Dans ce contexte, la Coordination syndicale nationale des professionnels de santé a décidé d'organiser des sit-in de protestation à l'échelle nationale, en parallèle avec les réunions du Conseil de gouvernement prévues les jeudis 8, 15 et 22 janvier prochain.

Par ailleurs, les cinq syndicats ont appelé à une grève nationale dans l'ensemble des établissements de santé, à l'exception des services d'urgence, le jeudi 29 janvier 2026.

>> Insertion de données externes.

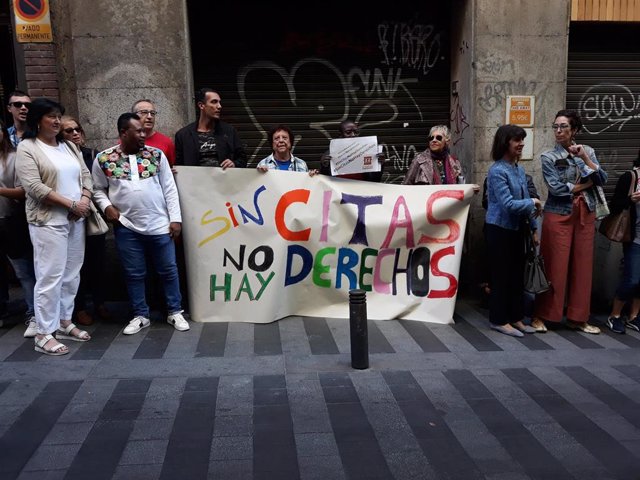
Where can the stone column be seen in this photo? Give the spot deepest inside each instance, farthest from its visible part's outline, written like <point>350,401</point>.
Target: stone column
<point>500,48</point>
<point>114,53</point>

Cette décision illustre clairement, selon des sources syndicales, le niveau élevé de colère qui prévaut parmi les professionnels de la santé à l'égard du ministère de tutelle et du gouvernement, tous deux accusés de s'être désengagés de l'application des clauses de l'accord de juillet 2024.

Dans un communiqué détaillant son programme de lutte, la Coordination syndicale a mis en avant la persistance de nombreuses anomalies, en tête desquelles le non-respect de l'accord de juillet et l'absence de réponse à l'ensemble de ses points. Le communiqué souligne également le flou entourant le parcours du groupement sanitaire territorial pilote de la région Tanger-Tétouan-Al Hoceïma, présenté par le porte-parole du gouvernement comme un succès, alors que cette expérience n'a commencé qu'il y a quelques mois et qu'aucune évaluation n'a été menée.

Selon la même source, ni les citoyens ni les professionnels de la santé n'ont constaté d'amélioration tangible des services, tandis que ces derniers expriment leurs craintes quant à une remise en cause de leurs acquis et droits. À cela s'ajoutent l'absence de réponse à leurs revendications, ainsi que la situation préoccupante de l'Agence marocaine des médicaments et des produits de santé, entre autres points de divergence.

L'appel lancé par la Coordination syndicale à l'ensemble des professionnels du secteur se veut à la fois un cri d'alarme et un acte de responsabilité. Il s'agit, selon leurs termes, de redresser le système de santé public, de défendre les droits des travailleurs et de préserver ceux des citoyens, en refusant une réforme imposée, opaque et potentiellement déstabilisatrice. Dans ce combat, l'opposition ittihadie trouve un terrain naturel d'expression, fidèle à sa vocation historique de défense des services publics, de justice sociale et de gouvernance démocratique.

À l'heure où le Maroc est confronté à des défis sanitaires majeurs, aggravés par les inégalités territoriales et sociales, la réforme du système de santé ne peut se permettre ni l'improvisation ni l'arrogance. Elle exige écoute, humilité et courage politique. À défaut, elle risque de creuser davantage le fossé entre les institutions et les citoyens, et de transformer une promesse de modernisation en une source durable de fracture sociale.